Here we are seeing the reality; Vietnam made it to a faster resume of production and eventually attracted new buyers, leaving Bangladesh at the crossroad of COVID-19 sponsored economic damage.
Steps to recover:
Governments around the corners are implementing time-bound actions to ease the effect on their economies from measures put in place to limit the spread of the pandemic. Moreover, various assistance packages have been announced by IMF, the World Bank and others to support economies, including emerging market economies. Bangladesh is no exception.

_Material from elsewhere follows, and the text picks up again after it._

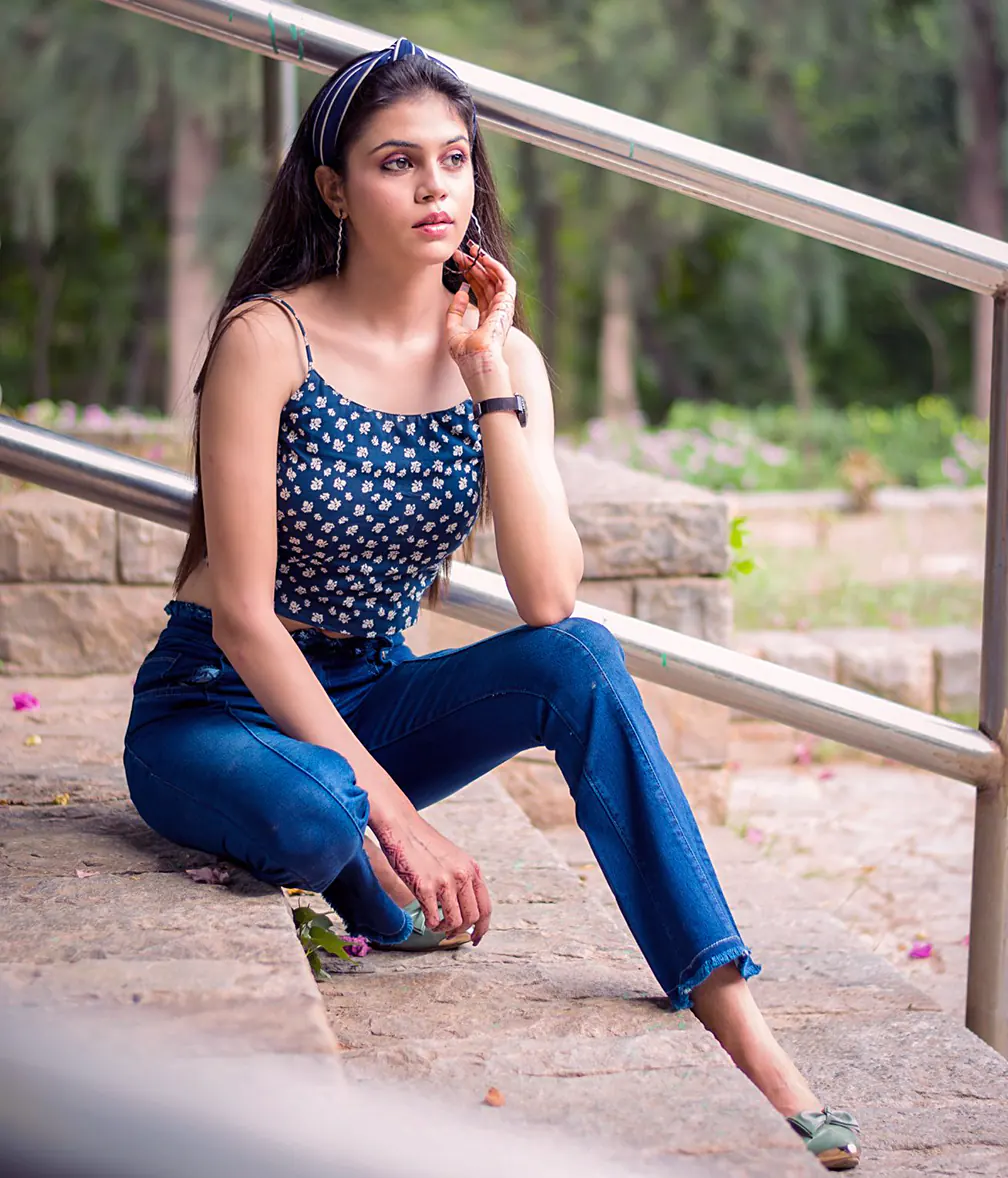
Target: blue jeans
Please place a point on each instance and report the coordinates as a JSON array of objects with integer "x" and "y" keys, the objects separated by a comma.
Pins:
[{"x": 209, "y": 768}]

To fight COVID-19’s unfolding fallouts, the government announced a stimulus package of Tk956 billion ($11.2 billion), or 3.3% of GDP to revive the economy, by strengthening the social safety net, export sectors, SMEs and other priority sectors. The package allocates Tk50 billion for RMG and other export-oriented industries which could only be used for paying salaries and allowances to workers and employees.
The size of the Export Development Fund has been increased from $3.5 billion to $5.0 billion which provides short-term facilities for importing raw materials for export-oriented industries. Out of this package, the central bank will institute a $600 million Pre-Shipment Credit Refinance Scheme for RMG and other export-oriented industries.
This highly welcomed package, though significant, will meet only a fraction of the massive requirements of the sector, which needs at least $470 million to pay wages every month. However, the country requires more support for the basic subsistence of the workers and to keep the industry alive.
Arguing that this is an unprecedented situation, experts argued that this situation may worsen before recovery begins. These stimulus packages cannot safeguard us for long since liquidity and cash flows are major problems in the clothing supply chain right now.
Yet, there is the prospect of even more severe disruption and millions of job losses, of factories, do not have the funds to survive until the end of the crisis. In this respect, some groups emerged to put this concern under the spotlight.
Sustainable Textile of Asian Region (STAR) Network, the body, which brings together representatives of the producing associations from Bangladesh, Cambodia, China, Myanmar, Pakistan and Vietnam, released a joint statement on the issue. It urged brands and retailers to consider the impact that their purchasing decisions during the coronavirus pandemic could have on workers and small businesses in the supply chain and, therefore, to honor their contracts with their suppliers.
Moreover, the Government must map out strategies to cope with the current crisis accelerating a transformation in consumption patterns, inducing structural changes to the industry supply chain.